Was he fearful about the future? Was he trying to appear strong to shield his family from pain? Even as his daughter, I mimicked the doctors’ actions, failing to ask him these crucial questions. I neglected to listen to what troubled him deep inside because, to us, he was just a vulnerable patient needing care and assistance. His identity as an individual and a proud trader seemed to vanish; he became solely our sick dad, giving us the authority to make decisions on his behalf.

During my Masters’ program, while studying biographies of breast cancer survivors, I encountered the field of narrative medicine. This field resonated deeply as it advocates for a reconsideration of how we care for the sick. Developed by Dr. Rita Charon at Columbia University, narrative medicine calls on healthcare providers to “recognize the plight of their patients, to extend their sympathy toward those who suffer and to join honestly and courageously with patients in their struggle toward recovery, with chronic illness or when facing death”.

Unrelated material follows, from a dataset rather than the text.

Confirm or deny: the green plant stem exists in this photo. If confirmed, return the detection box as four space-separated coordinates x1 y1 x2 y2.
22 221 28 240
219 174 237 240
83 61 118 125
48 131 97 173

(Narrative Medicine: Honoring Stories of Illness, Dr Charon Rita, 2006)

When patients enter the doctor’s office, they bring with them diverse economic, social, religious and cultural backgrounds that shape their identities. Can healthcare providers really comprehend these multiple realities? According to Dr Charon, this understanding is achievable through attentive listening to patients’ narratives. Frequently, patients present complex and ambiguous issues that cannot be resolved solely through a purely scientific approach.

Interviewing local female breast cancer survivors with the support of a local NGO revealed to me the fraught yet hopeful nature of these encounters. They recounted how illness profoundly affected their daily lives, especially their social interactions. Doctors who fail to listen to their patients overlook critical information that could aid diagnosis, reduce overall costs and alleviate patient suffering. For instance, endometriosis, a condition affecting women, can be left undiagnosed. A delayed diagnosis can lead to prolonged suffering and pain and may cause other physical and psychological problems. Medical practitioners trained in narrative medicine could offer compassionate support to those women and timely diagnoses by listening attentively to patients’ experiences, rather than relying solely on symptom checklists.

In narrative medicine programs, students learn to develop close reading skills, enhancing their ability to pay attention to patients’ experiences and body language. Creative writing is also integral, fostering reflection on personal experiences, including interactions with patients. Some physicians carry emotional burdens throughout their careers; this self-reflective practice is crucial as they navigate a journey filled with tragedy, pain, suffering, and hope. As Dr Charon emphasizes in her book, mastering close reading and creative writing demands practice, skills, and experience. It’s more than reading or writing fiction; it involves developing the ability to accept critique as well as respectfully critique others’ work.

One notable innovation by Dr Charon is the parallel chart used by medical students and healthcare professionals. This allows them to record personal feelings separately from the clinical patient chart. Instead of using medical jargon and numbers, they can describe aspects of the situation in two or three sentences. Other practices can also enhance doctor-patient relationships but listing them would require more space. For now, dear readers, I invite you to join me in practicing empathy and attentive listening with the most vulnerable members of our society and most importantly, with yourself.

Implementing this new economics of care in our local healthcare system could help produce more compassionate healthcare better equipped to support their patients. The real question remains whether health ministries and educational institutions are willing to adopt this innovative approach, which necessitates rethinking the current healthcare system.